Lei kembali mengarahkan pandangan ke arah teras itu.

Sekarang, kedua anak itu sudah bangkit berdiri, dan selang beberapa waktu, si bocah akhirnya mulai berjalan pergi sambil melambaikan tangan pada Tuan. Tapi, Tuan tidak balas melambai, dia hanya berdiri di sana sambil memasang senyuman yang penuh akan berbagai arti di bibirnya.

"Jadi... dia juga berusaha untuk menikmati ya?"

"Benar."

"Entah kenapa... ini terasa sedikit... menyakitkan. Bahkan bagi orang-orang yang tahu tentang kenyataan dunia seperti kita... ini tetap saja terasa menyakitkan."

Tiba-tiba saja, muncul cahaya keemasan di belakang Tuan. Cahaya itu perlahan-lahan mulai berkumpul dan membentuk bulu-bulu burung emas, lalu dengan cepat menyatu menjadi sepasang sayap di punggungnya.

Sebuah sayap yang indah, mengkilap, dan amat mengagumkan, yang kemudian digunakannya untuk terbang tinggi ke angkasa bagai kilat hingga tak terlihat oleh mata.

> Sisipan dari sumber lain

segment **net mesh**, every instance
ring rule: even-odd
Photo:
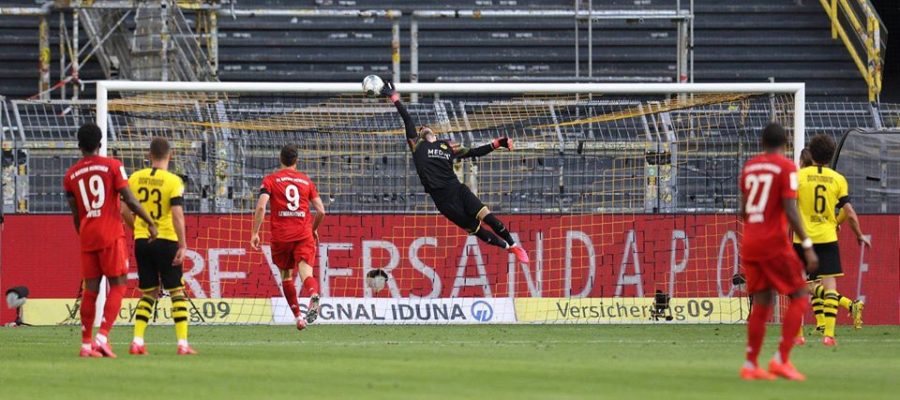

"Sudah berapa peperangan yang dia lalui... ?" Tanya Lei hampa.

"Empat belas. Dia telah menyelesaikan empat belas peperangan... "

"Sialan... "

Bulu-bulu emas dari sayap Tuan tiba-tiba berjatuhan dari angkasa, berhamburan di mana-mana, dan menghiasi dunia di sekitar Lei dengan kemegahan. Sungguh pemandangan yang sangat ajaib. Bulu-bulu itu jatuh ke tanah, lalu lenyap begitu saja tanpa sisa.

"Dia... mencurahkan berkatnya loh, Om." Lei bergumam tak percaya ketika ia menyadari bahwa Tuan sebenarnya baru saja melakukan sesuatu di balik awan-awan itu.

"Tak apa. Yang penting dia menikmatinya." Ungkap Om Jon.